Understanding induction eventually may enable scientists to manipulate muscle development in the meat animals but, so far, attempts to identify the biochemicals responsible for embryonic induction have failed because of the infinitesimally small volumes involved. At present, we should be cautious in assuming that transmissible substances are solely responsible, because the messages that cause induction may be transmitted or faciliated by other means of cellular communication. However, the messengers of embryonic induction are most likely to be ribonucleoproteins.

Biotechnology

Genes were first transferred experimentally into new locations by techniques such as chromosome assimilation and cell fusion. Genetic engineering of mammalian development by such techniques has only just started and, at the present time, it depends heavily on the use of relatively simple and extensively studied genes. Apart from important exceptions such as double- muscling in cattle, most of the commercially important traits of meat animals are regulated by large numbers of genes and are difficult to manipulate by genetic engineering.

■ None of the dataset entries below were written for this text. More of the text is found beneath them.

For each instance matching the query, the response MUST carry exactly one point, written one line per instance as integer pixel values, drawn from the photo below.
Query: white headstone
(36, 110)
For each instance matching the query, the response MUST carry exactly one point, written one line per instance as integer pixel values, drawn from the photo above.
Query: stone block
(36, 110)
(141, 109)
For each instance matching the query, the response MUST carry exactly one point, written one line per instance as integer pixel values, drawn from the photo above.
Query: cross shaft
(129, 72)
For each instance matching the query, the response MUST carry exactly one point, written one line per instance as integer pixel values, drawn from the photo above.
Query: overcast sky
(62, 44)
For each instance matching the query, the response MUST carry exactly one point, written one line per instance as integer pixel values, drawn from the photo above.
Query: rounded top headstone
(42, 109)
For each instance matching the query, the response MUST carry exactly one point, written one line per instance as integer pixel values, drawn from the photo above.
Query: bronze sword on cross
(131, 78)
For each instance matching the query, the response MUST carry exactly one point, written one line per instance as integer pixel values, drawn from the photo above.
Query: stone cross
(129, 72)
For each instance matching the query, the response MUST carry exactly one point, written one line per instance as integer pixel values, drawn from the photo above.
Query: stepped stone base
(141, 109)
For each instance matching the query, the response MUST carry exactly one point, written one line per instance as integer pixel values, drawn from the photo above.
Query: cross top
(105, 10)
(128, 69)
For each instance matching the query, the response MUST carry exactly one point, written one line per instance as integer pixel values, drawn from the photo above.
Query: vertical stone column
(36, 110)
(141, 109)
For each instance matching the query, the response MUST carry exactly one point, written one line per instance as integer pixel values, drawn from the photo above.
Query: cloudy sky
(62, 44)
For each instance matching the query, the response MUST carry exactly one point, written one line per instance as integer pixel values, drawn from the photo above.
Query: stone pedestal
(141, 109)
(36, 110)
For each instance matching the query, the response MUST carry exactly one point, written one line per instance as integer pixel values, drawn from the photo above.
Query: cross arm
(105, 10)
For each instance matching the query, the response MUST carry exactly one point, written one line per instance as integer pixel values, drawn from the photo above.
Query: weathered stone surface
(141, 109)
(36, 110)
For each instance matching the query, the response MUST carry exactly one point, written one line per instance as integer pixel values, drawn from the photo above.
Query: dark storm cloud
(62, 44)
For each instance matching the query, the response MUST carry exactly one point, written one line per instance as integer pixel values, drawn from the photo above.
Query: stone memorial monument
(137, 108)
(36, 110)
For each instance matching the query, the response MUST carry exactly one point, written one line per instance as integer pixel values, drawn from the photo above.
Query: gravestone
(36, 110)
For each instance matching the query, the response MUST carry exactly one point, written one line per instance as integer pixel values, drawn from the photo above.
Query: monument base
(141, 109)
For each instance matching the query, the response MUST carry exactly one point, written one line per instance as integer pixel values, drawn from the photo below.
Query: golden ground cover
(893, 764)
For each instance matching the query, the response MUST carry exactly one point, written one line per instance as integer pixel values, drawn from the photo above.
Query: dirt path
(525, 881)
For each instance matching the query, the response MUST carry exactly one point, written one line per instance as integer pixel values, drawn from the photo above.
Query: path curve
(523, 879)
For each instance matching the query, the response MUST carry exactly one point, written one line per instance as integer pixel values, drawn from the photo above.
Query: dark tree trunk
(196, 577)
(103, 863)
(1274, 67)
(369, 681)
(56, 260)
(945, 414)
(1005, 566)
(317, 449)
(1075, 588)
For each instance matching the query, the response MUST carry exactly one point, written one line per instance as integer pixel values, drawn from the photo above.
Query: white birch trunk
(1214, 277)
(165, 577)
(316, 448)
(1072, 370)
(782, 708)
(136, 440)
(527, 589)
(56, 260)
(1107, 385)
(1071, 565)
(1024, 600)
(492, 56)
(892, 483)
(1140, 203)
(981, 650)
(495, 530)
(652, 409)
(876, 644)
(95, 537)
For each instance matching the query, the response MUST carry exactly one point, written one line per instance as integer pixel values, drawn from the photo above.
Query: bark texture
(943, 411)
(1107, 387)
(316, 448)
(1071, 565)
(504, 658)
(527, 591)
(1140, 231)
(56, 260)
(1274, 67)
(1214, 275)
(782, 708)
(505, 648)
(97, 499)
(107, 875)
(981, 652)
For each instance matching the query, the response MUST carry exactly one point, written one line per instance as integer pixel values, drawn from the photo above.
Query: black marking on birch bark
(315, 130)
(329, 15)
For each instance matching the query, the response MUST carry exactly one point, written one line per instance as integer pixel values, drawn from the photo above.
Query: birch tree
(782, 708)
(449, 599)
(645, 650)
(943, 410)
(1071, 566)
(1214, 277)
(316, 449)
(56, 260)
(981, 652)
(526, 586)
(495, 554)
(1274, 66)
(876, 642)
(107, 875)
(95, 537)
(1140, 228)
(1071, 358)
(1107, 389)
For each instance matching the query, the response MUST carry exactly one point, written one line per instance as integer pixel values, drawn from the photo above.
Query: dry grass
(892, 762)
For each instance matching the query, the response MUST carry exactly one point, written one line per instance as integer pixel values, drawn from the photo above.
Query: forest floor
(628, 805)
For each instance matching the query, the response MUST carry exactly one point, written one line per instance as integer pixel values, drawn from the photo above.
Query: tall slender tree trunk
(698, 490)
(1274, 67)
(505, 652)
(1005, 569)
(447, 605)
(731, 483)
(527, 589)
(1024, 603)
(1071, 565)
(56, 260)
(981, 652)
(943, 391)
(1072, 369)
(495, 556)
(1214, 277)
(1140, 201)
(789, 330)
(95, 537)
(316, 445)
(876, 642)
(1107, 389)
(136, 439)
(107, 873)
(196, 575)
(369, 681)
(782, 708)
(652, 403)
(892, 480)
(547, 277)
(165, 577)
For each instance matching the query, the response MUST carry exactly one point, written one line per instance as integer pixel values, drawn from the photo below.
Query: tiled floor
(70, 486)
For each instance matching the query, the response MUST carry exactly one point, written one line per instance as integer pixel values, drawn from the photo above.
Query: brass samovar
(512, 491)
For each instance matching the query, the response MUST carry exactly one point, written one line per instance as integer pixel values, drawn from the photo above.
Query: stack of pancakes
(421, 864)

Animal growth rates may be increased dramatically by introducing genes that lead to increased levels of growth hormone but whether or not genetic engineering at the molecular level will enable us to develop superior types of meat animals remains to be seen. The challenge is to make meat animals more efficient, not merely larger, and to enhance the quality of the meat. However, there is money to be made doing this so, probably, it will all happen and butchers one day will be cutting and selling meat cuts from designer animals (if we have not all been replaced by robots).